The work of salvation has been powered by the Holy Spirit from the beginning: it was in the power of the Holy Spirit that the Word became flesh in Mary’s womb, and raised Jesus from the dead. After Our Lord’s Ascension the Holy Spirit gives that vital impulse to help the Church to grow and reach unheard of places, even today. The Spirit continues to make Our Lord present through the sacraments, and pours grace into our hearts. The Spirit helps the Church’s shepherds to remain faithful to the Gospel message handed down from the Apostles and also gives spiritual gifts to believers in every walk of life to help build up the Church.

Let’s ask the Holy Spirit today to kindle in us the fire of God’s love so that we may help to renew the face of the earth through our holiness and through proclaiming the Gospel in a way that everyone can understand.

Readings: Acts 2:1–11; Psalm 104:1, 24, 29–31, 34; 1 Corinthians 12:3b–7, 12–13; John 20:19–23.

Solemnity of the Ascension of the Lord

On the Solemnity of the Ascension the Church celebrates Our Lord reaching the finish line. After forty days of being with the disciples after his Resurrection, which we have celebrated during these forty days of the Easter season, Jesus has crossed into Heaven to take His place at the Father’s right hand, as the prophecies foretold for the Messiah. The Father has crowned him with the glory he merited by his Passion, Death, and Resurrection, and in turn he is eternally asking the Father for each of us–by name–to receive the graces we need to join him in eternity.

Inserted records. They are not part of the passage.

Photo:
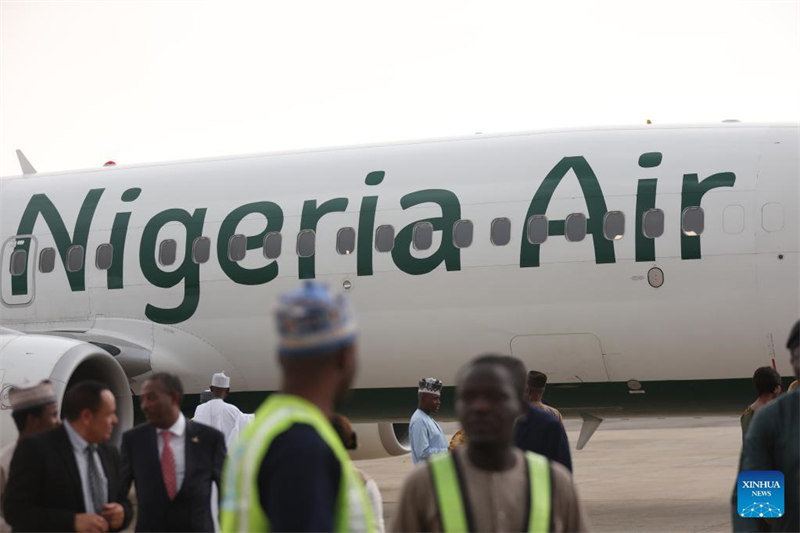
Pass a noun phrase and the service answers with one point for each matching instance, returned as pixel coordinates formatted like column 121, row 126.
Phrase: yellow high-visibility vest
column 241, row 508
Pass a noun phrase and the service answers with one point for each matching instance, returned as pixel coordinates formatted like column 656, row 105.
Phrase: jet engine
column 27, row 359
column 382, row 439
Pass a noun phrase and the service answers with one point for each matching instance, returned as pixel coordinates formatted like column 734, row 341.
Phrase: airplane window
column 272, row 245
column 614, row 225
column 104, row 256
column 693, row 221
column 74, row 258
column 237, row 247
column 167, row 251
column 423, row 235
column 575, row 227
column 19, row 258
column 462, row 233
column 346, row 241
column 500, row 233
column 305, row 243
column 47, row 260
column 537, row 229
column 201, row 250
column 653, row 223
column 384, row 238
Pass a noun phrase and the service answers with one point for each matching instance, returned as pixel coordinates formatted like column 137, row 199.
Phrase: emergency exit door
column 17, row 270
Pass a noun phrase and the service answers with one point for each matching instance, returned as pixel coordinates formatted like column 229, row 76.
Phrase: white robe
column 230, row 421
column 6, row 453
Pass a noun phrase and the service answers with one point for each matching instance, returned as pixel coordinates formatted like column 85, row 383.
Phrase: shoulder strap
column 448, row 493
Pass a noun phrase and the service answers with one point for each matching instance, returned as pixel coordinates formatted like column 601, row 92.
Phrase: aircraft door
column 18, row 268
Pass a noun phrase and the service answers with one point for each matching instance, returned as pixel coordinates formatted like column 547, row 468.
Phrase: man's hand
column 90, row 523
column 115, row 514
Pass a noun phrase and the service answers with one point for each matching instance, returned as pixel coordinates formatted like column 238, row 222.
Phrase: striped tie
column 168, row 466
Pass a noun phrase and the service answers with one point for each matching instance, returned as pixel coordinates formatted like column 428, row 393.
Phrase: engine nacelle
column 28, row 359
column 381, row 439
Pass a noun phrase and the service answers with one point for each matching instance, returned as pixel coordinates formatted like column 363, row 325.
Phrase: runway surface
column 638, row 474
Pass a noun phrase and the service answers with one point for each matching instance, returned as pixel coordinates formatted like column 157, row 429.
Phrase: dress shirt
column 79, row 446
column 427, row 438
column 6, row 453
column 178, row 445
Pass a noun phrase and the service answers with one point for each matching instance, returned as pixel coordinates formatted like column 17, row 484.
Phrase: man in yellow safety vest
column 289, row 470
column 488, row 484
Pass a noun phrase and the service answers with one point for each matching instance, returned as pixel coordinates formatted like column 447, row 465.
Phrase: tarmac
column 637, row 474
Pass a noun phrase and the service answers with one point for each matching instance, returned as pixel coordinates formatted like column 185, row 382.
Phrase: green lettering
column 188, row 272
column 308, row 221
column 366, row 225
column 645, row 200
column 40, row 204
column 119, row 233
column 691, row 195
column 595, row 203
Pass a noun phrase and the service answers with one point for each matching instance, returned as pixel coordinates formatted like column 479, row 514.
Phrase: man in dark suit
column 68, row 479
column 173, row 462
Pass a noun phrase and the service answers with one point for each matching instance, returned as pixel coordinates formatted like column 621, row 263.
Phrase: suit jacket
column 44, row 491
column 191, row 508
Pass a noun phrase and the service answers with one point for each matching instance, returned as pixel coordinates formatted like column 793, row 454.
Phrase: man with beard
column 34, row 410
column 772, row 442
column 489, row 484
column 289, row 470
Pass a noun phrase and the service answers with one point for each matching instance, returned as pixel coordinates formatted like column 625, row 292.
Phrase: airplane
column 646, row 269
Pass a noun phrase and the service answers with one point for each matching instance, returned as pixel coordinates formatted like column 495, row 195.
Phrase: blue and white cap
column 312, row 321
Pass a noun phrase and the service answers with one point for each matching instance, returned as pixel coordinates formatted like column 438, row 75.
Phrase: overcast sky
column 141, row 81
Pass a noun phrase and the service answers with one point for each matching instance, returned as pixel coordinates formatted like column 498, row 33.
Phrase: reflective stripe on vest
column 451, row 502
column 241, row 508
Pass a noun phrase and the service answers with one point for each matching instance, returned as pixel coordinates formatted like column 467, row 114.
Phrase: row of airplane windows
column 692, row 223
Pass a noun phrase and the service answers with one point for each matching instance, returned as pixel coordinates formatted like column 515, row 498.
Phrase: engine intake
column 27, row 359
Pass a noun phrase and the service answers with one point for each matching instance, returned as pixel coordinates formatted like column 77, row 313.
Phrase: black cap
column 536, row 379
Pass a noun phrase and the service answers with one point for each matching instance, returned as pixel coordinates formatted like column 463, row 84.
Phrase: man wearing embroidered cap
column 220, row 414
column 289, row 471
column 34, row 410
column 426, row 436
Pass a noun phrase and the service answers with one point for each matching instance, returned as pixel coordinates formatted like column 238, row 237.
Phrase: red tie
column 168, row 466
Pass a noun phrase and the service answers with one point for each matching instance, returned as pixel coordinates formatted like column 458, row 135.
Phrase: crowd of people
column 286, row 467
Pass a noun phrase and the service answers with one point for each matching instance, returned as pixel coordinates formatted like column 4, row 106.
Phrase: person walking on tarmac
column 289, row 470
column 219, row 414
column 425, row 435
column 488, row 484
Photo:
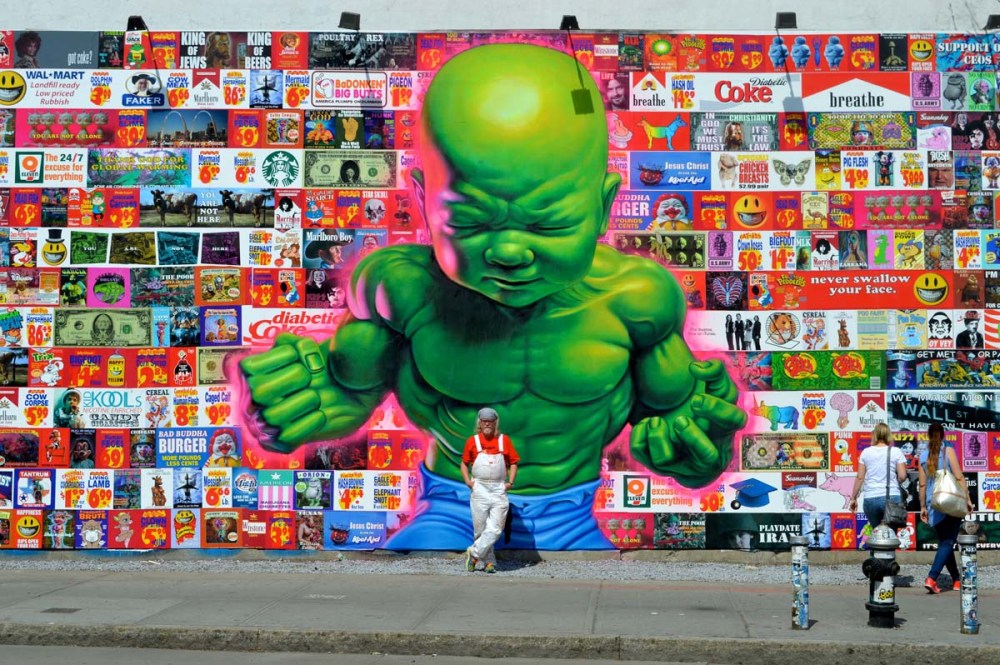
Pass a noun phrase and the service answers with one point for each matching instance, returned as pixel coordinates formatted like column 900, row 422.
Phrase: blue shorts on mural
column 559, row 521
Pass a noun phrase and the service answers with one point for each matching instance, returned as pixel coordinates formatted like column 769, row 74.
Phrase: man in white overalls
column 494, row 465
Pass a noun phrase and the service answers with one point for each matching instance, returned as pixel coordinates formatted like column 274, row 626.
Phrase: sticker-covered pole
column 970, row 584
column 800, row 583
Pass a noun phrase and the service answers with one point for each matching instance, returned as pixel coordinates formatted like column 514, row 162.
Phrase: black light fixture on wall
column 569, row 22
column 788, row 21
column 136, row 24
column 350, row 21
column 583, row 101
column 785, row 21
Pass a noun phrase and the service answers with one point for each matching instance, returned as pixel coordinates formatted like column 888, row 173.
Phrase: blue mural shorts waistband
column 561, row 520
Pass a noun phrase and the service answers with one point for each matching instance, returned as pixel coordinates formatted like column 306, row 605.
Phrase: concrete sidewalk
column 483, row 615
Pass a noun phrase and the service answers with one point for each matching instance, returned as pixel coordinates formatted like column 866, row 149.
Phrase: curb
column 610, row 647
column 816, row 557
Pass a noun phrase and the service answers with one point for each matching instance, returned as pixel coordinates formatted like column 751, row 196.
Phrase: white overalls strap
column 479, row 444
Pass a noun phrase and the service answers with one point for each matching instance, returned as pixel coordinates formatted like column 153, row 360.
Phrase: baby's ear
column 612, row 181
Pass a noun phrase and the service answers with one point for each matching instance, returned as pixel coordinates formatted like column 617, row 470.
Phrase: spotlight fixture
column 785, row 21
column 583, row 102
column 569, row 23
column 350, row 21
column 136, row 24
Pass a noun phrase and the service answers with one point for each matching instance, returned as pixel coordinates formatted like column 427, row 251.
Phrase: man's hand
column 694, row 442
column 291, row 385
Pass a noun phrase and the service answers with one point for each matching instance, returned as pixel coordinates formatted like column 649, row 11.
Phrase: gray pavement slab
column 99, row 656
column 477, row 615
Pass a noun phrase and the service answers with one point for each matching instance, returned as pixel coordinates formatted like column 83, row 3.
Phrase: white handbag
column 948, row 497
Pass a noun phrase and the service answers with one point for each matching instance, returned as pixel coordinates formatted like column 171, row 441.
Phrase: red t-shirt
column 491, row 446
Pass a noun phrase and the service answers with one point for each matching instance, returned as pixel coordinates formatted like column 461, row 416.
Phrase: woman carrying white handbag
column 945, row 508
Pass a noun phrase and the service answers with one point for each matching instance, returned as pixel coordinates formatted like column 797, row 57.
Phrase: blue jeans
column 875, row 510
column 947, row 530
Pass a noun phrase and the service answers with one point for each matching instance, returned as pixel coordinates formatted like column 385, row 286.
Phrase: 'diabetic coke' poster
column 254, row 287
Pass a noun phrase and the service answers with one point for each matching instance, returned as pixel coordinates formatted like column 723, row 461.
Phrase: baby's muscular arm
column 652, row 305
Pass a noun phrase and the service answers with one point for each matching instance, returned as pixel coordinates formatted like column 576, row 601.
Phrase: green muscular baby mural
column 515, row 304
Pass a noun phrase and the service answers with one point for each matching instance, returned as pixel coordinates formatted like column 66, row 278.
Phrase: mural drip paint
column 254, row 287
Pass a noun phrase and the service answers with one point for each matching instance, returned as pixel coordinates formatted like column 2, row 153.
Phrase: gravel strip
column 838, row 575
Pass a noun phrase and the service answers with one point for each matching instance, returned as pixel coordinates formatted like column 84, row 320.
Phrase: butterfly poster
column 727, row 290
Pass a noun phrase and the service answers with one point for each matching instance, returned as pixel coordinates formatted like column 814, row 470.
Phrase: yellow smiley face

The disciples thought this was the end of the story. Every Jew in those days knew the Messiah was supposed to clean house and establish a kingdom that would last forever, which is why they asked Jesus right before his departure if he was going to restore the kingdom to Israel. We can think the same thing. Something’s not quite right with the world. There is a despair and decay and violence, and sometimes it seems evil is winning. We want God to come and clean house. We even expect it. Which is why we have to remember Jesus’ answer in the First Reading: “It is not for you to know the times or the seasons.” We can’t blame them. We all want results and tidy endings. They were still in such shock that the angels had to come and tell them, “why are you standing there?”

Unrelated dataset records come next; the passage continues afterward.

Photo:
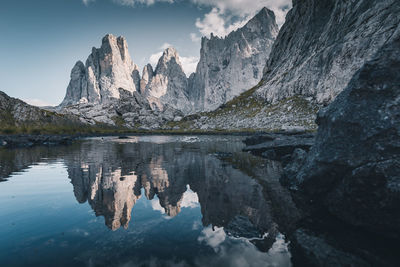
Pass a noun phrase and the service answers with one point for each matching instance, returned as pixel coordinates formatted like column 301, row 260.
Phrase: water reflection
column 110, row 176
column 238, row 196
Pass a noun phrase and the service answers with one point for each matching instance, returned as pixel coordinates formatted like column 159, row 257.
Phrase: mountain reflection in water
column 238, row 195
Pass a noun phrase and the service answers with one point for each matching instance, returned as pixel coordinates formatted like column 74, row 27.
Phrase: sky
column 41, row 40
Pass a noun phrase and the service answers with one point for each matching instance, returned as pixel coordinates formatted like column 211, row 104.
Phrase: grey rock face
column 167, row 85
column 323, row 43
column 107, row 69
column 147, row 76
column 232, row 65
column 354, row 167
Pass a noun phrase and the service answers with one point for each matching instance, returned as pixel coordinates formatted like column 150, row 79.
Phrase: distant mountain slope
column 16, row 113
column 323, row 43
column 231, row 65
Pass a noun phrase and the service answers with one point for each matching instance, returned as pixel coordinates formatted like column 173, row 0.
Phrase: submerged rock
column 280, row 146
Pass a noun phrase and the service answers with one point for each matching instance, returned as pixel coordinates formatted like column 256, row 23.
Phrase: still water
column 141, row 201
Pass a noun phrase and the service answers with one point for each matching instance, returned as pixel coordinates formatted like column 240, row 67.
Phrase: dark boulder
column 353, row 170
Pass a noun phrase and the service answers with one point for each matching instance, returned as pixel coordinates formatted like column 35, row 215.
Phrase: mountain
column 107, row 69
column 319, row 48
column 167, row 84
column 15, row 113
column 323, row 43
column 231, row 65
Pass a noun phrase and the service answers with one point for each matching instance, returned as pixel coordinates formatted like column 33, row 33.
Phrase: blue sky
column 42, row 39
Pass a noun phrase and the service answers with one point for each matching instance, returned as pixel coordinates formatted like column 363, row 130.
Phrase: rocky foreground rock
column 353, row 170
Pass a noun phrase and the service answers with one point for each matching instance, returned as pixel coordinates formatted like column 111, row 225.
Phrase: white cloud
column 165, row 46
column 216, row 22
column 225, row 15
column 132, row 2
column 213, row 237
column 194, row 37
column 155, row 205
column 190, row 199
column 154, row 59
column 189, row 64
column 87, row 2
column 38, row 102
column 228, row 15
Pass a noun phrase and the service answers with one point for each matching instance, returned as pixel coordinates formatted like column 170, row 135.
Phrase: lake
column 143, row 201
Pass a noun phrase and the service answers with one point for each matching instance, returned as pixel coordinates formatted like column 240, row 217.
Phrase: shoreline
column 31, row 140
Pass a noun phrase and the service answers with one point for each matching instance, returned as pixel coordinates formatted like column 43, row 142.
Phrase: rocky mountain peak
column 147, row 76
column 107, row 69
column 231, row 65
column 169, row 59
column 323, row 43
column 167, row 86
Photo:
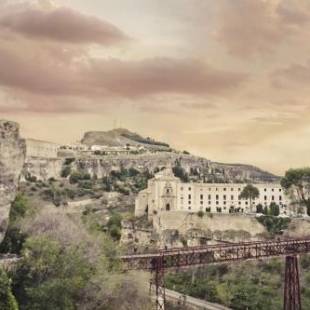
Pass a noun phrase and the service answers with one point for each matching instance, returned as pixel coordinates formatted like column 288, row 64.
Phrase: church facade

We’re often so guilty of the same thing because we don’t realize that Christ reaching the finish line doesn’t mean that the race is finished: we still have to cross the finish line. Jesus is just the first runner across. We’re all in a race like an open marathon. Some run it, some walk it, some make it a family outing, but everyone is heading for the finish line. There are runners who train all year long, who’ve been running morning after morning, training for the hardest race of their life, striving to be the first across the finish line. In the race of life these runners are the saints, who suffered and sacrificed and beat their bodies into submission with their eyes fixed on the eternal prize. We all want to have that glory of blowing through the finish line tape. But we know to that there are those who have been longing for it, and at the end, battered, cramped, wheezing, just manage to drag themselves across. In this race getting across the finish line is what counts. The common denominator for all of us is that we have to set our sights on the finish line and keep moving. We shouldn’t wait for angels to come and ask us “why are you standing there?”

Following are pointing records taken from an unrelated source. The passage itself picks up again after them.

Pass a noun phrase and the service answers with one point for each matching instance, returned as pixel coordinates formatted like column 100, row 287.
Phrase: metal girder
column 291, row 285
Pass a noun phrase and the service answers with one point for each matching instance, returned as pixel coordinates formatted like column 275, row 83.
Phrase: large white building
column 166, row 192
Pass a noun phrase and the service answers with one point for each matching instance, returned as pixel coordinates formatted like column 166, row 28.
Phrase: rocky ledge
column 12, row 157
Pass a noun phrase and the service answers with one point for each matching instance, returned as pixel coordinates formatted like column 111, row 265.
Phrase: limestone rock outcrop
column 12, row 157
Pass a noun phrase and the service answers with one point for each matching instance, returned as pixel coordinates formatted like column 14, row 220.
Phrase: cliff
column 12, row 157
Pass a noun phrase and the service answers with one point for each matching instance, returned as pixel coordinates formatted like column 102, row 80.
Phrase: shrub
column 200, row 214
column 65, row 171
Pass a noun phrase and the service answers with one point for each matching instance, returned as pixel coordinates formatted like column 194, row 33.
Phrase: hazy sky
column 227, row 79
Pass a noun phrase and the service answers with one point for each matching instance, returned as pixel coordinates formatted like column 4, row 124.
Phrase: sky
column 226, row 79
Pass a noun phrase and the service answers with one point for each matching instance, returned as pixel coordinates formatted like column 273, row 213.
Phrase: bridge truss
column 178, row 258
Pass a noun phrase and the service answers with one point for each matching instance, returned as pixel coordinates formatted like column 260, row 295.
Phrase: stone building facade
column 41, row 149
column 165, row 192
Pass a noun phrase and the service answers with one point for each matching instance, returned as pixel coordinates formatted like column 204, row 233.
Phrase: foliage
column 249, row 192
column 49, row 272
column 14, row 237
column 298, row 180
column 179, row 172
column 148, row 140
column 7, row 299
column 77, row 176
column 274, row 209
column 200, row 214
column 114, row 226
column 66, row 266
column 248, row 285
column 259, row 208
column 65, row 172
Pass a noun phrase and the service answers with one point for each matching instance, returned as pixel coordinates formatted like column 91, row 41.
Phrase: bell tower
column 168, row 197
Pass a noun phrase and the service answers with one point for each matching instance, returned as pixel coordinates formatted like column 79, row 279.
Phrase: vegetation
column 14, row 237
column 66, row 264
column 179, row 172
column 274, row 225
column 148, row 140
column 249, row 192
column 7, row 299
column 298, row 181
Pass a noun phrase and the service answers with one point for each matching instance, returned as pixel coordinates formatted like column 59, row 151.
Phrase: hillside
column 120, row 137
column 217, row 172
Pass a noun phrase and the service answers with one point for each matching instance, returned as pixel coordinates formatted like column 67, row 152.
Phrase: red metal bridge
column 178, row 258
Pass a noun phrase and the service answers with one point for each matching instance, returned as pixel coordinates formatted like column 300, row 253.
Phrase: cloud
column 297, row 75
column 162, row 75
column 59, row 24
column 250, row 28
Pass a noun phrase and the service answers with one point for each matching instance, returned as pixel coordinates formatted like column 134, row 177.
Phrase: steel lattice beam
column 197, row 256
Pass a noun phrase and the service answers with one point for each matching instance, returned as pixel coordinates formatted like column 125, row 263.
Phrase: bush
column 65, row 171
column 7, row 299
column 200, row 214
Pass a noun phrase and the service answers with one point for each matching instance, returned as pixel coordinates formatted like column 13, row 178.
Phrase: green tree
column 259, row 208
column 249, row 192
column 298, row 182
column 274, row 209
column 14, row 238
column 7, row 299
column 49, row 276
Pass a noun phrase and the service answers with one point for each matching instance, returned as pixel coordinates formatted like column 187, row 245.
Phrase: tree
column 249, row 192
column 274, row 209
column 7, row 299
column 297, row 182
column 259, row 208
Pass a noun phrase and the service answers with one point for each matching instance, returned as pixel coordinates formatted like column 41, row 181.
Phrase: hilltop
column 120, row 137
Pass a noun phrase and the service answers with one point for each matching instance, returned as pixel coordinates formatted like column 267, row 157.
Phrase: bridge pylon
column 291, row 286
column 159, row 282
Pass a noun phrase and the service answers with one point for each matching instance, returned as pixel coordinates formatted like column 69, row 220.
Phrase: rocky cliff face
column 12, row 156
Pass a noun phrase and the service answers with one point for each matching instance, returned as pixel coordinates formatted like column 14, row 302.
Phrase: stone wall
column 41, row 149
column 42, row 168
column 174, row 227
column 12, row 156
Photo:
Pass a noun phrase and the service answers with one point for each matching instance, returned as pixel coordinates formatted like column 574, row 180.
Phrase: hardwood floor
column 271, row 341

As we prepare over these next ten days for the Holy Spirit to be poured out on us on Pentecost Sunday, let’s ask the Spirit to show us that one thing in our lives that is an obstacle to uniting ourselves more closely to God; let’s ask the Spirit to help us pick up the pace in order to blow through the only finish line that really matters: eternity.

Readings: Acts 1:1–11; Psalm 47:2–3, 6–9; Ephesians 1:17–23; Mark 16:15–20. Author note: in some dioceses the Solemnity of the Ascension is celebrated on the Sunday before Pentecost Sunday instead of ten days before Pentecost, which is the traditional day for the solemnity. I have opted to reflect on the liturgy today, and on Sunday I’ll reflect on the Seventh Sunday of Easter.